Infatti, se per espressa volontà del legislatore l’assegnazione della casa famigliare è sempre e comunque subordinata ad una valutazione del primario interesse dei figli (minorenni o maggiorenni non economicamente autosufficienti) a permanere nella casa dove sono nati e cresciuti, nel caso di una nuova convivenza more uxorio l’assegnatario non perderà automaticamente detto beneficio, ma spetterà al Tribunale esaminare il caso nel suo complesso, avendo sempre e comunque come primo e principale parametro di riferimento l’interesse dei figli conviventi a restare nella stessa casa insieme al genitore presso il quale sono prevalentemente allocati (Tribunale di Palermo, Sez.
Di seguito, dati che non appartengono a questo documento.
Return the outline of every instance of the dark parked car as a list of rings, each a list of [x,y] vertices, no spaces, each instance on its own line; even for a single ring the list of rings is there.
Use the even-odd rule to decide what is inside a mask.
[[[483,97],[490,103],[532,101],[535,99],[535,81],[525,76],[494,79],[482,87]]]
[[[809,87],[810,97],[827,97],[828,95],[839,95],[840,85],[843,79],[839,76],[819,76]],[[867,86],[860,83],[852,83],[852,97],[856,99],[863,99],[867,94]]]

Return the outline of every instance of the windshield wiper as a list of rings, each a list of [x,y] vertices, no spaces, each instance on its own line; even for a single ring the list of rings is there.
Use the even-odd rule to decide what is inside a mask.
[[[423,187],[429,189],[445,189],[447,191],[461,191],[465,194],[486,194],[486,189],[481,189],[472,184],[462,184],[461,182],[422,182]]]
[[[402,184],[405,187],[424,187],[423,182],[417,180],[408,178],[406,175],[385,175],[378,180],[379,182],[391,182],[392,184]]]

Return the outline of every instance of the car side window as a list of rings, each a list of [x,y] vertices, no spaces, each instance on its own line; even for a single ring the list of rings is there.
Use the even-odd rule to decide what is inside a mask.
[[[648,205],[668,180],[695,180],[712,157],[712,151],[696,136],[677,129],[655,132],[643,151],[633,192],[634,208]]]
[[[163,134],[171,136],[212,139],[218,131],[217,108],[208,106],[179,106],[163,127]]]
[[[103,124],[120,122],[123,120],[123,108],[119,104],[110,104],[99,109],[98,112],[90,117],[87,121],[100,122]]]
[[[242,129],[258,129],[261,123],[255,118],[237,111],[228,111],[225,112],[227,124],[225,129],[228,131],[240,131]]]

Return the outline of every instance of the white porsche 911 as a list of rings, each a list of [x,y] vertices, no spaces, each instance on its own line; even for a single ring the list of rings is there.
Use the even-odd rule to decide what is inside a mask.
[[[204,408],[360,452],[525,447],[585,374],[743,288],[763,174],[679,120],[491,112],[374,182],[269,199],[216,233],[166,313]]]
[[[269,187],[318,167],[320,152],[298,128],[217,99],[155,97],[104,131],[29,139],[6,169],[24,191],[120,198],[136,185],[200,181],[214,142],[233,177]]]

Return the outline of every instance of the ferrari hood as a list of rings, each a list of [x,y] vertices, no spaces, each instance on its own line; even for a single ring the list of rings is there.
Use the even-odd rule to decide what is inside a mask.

I, Ord. dd. 29/12/2016; Tribunale di Modena, Decreto dd. 18/04/2007).
Su questo aspetto si è pronunciata anche la Corte Costituzionale: chiamata a rendere un parere di legittimità costituzionale dell’art. 155 quater c.c. (oggi abrogato e sostituito appunto dall’art. 337 sexies c.c.) in relazione agli artt. 2, 3, 29 e 30 della Costituzione, la Corte ha ritenuto che il senso della norma succitata vada interpretato nel senso che “(…) il diritto di godimento della casa famigliare non viene meno di diritto al verificarsi della convivenza more uxorio, ma che ciò sia subordinato ad un giudizio di conformità all’interesse del minore (…)”, (Corte Cost., sent. n.308 del 30/07/2008).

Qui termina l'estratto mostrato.